Explaining the university’s financial situation as dire is an understatement. This is the worst fiscal crisis the school has faced in years. The governor’s order that the state’s budget be slashed 10 percent is only the latest in a series of financial setbacks the UI has faced. Last year, departments across the state also faced budget constraints, and next year looks even grimmer. Dwindling state revenue will force the regents and the university to make even deeper cuts. There appears to be no quick turnaround in sight.
But the university doesn’t have to bear its $24.7 million midyear budget cut alone, nor should it.
Unlike its academic counterpart, the athletics department is flush with cash. The football program alone brought in $19 million in revenue from ticket sales to games at Kinnick Stadium last year and expects to bring in even more this year. The Hawkeyes sold out every game last year — an impressive feat considering the country is experiencing the worst recession since the Great Depression. Licensing the Hawkeye logo alone brings in around $2 million a year in fees.
Then there are donations to the athletics department from private donors, which have increased steadily in recent years. The athletics department asks season-ticket holders for gifts ranging from $50 to $600, depending on the section they choose.

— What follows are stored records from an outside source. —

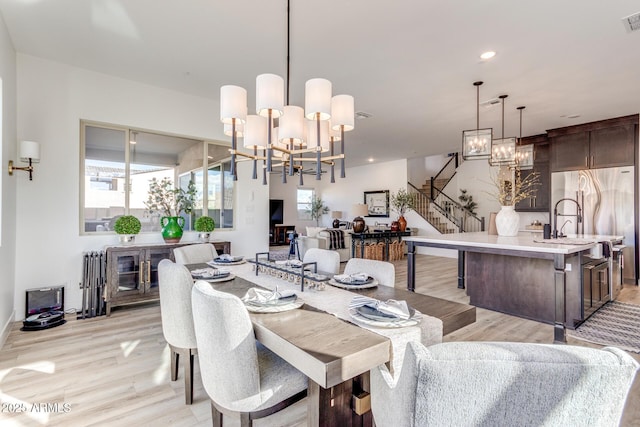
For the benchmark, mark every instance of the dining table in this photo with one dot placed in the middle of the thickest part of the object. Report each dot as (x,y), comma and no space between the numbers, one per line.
(323,340)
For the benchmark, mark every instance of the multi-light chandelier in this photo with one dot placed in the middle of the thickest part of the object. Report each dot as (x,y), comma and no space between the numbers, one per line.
(301,136)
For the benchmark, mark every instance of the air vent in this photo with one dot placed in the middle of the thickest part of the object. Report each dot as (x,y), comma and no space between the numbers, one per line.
(632,22)
(363,115)
(490,103)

This revenue is only a small part of the athletics department’s fiscal 2010 budget, which will be approximately $65 million.
Would it really be imposing, considering the disparate situations between the two, for the university to request aid from athletics?
This request is not an attempt to play down the benefits the UI already receives from athletics, the least of which is financial independence. Hawkeye athletics is the only Iowa public university athletics department not receiving money from the regents’ general fund, freeing up money for academic programs. The free advertising the UI gets from football games saves the university hundreds of thousands of dollars a year, and the $8 million Hawkeye athletics pays in tuition for athletes is also welcome revenue.
All these measures are much appreciated, but what the university needs now is some altruism on athletics’ part. The biggest expenditure for the athletics department is salaries — which, at approximately $23 million, makes up 35 percent of the budget. Athletics could follow Culver’s voluntary 10 percent salary cut and cut 10 percent from the salary budget. The $2.3 million the UI would receive may not seem like much relative to the athletics department’s $65 million budget, but it could go a long way and perhaps save the jobs of a couple professors or a handful of teaching assistants.
The move wouldn’t be completely selfless, either. Student-athletes suffer as much from the declining quality in education as non-athletes. For every Dallas Clark or Shonn Greene who makes it to the NFL, there are countless student-athletes who will pursue a career in fields other than the sports. A more significant investment in education would help these athletes.
A voluntary pay cut is only one suggestion. Hawkeye athletics could try a variety of different options, such as diverting some donations to the university’s general fund, if possible. Any method the department could help the university would be significant in these troubled times.
Athletics is a big department that does a lot of good for the UI and the community. In these times, however, the department should flex more of its mighty muscles to put the Black and Gold back in the black.